Shekalim 4 - From whom they collected half a shekel?
Fifteen days after the proclamation, Temple-appointed moneychangers would set their tables in Jerusalem and elsewhere, to remind the people about their obligation. On the twenty-fifth day they would sit in the Temple, since the time was very close to when the new money will be taken out to buy sacrifices. Later they would even take pledges until people pay. An appointed court official would enter the debtor's house, take a valuable object, and not return it until the half-shekels was paid.
From whom to they take a pledge? From Levite, Israelites, and converts. Women and minors may donate if they want.

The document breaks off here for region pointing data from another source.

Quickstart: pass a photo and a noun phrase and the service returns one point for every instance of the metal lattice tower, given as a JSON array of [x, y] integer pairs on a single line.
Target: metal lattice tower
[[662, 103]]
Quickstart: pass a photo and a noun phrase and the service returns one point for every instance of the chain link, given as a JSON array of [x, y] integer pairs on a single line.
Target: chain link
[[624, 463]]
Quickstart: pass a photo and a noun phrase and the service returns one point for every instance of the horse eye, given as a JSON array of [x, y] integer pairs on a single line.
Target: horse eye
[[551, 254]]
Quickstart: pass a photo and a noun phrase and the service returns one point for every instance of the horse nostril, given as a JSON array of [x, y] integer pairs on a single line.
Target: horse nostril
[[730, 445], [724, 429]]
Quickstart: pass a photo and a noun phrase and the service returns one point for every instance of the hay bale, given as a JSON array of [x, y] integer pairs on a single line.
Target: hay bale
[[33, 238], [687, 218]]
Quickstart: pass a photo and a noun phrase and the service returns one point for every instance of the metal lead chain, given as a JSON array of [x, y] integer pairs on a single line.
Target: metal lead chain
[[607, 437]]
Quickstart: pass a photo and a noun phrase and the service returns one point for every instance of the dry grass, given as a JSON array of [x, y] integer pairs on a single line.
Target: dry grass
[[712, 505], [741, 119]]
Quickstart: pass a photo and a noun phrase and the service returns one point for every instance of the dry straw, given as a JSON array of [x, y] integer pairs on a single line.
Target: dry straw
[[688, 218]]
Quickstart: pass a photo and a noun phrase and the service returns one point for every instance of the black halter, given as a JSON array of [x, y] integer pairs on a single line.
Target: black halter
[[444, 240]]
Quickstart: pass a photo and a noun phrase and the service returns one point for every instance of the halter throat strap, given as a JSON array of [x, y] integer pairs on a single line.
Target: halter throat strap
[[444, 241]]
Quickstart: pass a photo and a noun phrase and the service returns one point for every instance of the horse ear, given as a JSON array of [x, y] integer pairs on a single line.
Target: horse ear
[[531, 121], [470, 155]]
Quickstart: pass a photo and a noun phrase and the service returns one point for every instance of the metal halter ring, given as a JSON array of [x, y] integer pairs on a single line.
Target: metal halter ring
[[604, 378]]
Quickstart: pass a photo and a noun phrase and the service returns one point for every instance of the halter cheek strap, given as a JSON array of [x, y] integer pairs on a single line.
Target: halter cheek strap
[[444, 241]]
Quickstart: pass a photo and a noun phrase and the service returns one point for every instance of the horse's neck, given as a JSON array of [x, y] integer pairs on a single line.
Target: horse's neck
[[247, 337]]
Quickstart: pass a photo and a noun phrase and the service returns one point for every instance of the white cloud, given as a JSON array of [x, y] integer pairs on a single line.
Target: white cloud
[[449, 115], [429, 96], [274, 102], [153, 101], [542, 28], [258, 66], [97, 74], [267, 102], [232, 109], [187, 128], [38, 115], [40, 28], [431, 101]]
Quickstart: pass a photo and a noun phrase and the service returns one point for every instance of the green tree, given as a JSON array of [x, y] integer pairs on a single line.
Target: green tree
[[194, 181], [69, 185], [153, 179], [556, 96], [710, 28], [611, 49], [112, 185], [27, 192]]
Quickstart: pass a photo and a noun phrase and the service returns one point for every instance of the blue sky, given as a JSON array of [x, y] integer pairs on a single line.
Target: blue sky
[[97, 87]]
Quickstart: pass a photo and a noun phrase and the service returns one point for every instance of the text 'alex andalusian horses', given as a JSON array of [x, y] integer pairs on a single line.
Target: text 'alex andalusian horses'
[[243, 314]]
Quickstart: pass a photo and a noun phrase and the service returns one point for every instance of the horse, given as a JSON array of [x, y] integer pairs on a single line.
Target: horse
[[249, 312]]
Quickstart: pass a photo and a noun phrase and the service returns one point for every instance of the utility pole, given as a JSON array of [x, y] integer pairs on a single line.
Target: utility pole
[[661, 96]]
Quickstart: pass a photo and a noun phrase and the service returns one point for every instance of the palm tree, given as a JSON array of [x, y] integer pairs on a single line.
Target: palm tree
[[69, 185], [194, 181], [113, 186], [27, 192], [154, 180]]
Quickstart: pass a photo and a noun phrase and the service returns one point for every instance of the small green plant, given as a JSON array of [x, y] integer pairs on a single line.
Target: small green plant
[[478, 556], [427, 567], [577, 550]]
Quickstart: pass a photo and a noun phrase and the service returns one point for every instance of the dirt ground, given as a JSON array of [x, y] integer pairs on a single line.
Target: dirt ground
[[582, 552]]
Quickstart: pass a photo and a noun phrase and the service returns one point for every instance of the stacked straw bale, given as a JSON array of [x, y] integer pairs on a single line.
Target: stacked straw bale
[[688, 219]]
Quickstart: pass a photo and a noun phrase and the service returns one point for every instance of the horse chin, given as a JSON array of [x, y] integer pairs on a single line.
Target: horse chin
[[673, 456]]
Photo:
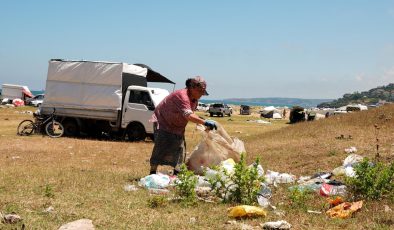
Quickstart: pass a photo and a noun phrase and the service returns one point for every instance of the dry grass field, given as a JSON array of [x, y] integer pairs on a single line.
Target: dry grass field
[[85, 178]]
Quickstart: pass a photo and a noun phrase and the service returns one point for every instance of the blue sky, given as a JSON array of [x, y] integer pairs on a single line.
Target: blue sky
[[301, 49]]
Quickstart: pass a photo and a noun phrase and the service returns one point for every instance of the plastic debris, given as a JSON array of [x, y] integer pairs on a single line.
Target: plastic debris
[[272, 177], [264, 195], [352, 159], [246, 211], [314, 212], [130, 187], [331, 190], [335, 201], [280, 224], [344, 210], [155, 181], [11, 218], [351, 150]]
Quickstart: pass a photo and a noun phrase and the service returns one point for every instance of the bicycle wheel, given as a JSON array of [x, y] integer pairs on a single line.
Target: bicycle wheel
[[25, 128], [54, 129]]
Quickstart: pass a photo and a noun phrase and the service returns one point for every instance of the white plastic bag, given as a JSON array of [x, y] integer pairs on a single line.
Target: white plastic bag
[[215, 147], [155, 181]]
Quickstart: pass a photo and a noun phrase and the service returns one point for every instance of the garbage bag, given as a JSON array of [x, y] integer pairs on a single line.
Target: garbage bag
[[280, 224], [155, 181], [246, 211], [344, 210], [214, 147]]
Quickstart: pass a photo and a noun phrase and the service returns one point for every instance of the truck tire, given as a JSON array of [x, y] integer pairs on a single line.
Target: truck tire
[[71, 128], [136, 132]]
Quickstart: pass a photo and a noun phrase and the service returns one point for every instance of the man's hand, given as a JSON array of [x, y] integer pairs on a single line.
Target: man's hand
[[210, 124]]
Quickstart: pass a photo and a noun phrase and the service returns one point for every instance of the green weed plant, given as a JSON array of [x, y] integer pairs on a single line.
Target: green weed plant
[[241, 187], [372, 181], [185, 186]]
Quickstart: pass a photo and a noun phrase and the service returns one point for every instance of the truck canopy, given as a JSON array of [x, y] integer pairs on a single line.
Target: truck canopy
[[11, 91], [94, 85]]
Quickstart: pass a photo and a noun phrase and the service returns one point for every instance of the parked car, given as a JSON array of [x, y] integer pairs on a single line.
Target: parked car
[[220, 109], [244, 110], [36, 100], [202, 107]]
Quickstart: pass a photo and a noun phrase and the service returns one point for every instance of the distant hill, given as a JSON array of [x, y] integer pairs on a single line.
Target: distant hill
[[370, 97], [277, 101]]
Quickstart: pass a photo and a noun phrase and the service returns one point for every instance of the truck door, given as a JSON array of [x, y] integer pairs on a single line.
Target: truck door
[[138, 107]]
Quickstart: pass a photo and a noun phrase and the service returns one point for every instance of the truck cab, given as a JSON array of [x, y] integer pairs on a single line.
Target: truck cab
[[138, 107]]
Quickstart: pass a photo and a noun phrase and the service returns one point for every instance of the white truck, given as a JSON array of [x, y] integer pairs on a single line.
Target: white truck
[[10, 92], [98, 98]]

They did not take pledges from the Kohanim, for the sake of peace. Why? When a Kohen brings a flour offering, it can not be eaten but is rather completely burned . Therefore - reasoned the Kohanim - how can we donate money for sacrifices? If we do, some of the sacrifices that we normally eat would be prohibited to eat! Some even said that any Kohen who gives half-shekel sins. The Sages, however, claim that any Kohen who does not give half-shekel sins, since if he gives wholeheartedly, it becomes the property of the community, and not his own.
Together with the half-shekel, one had to give a small coin ("kolbon"), to compensate for the higher price of the half-shekel at the time of this collection. The Talmud discusses when this kolbon is required and when not, such as cases of donating for another, or two brothers paying from their common estate.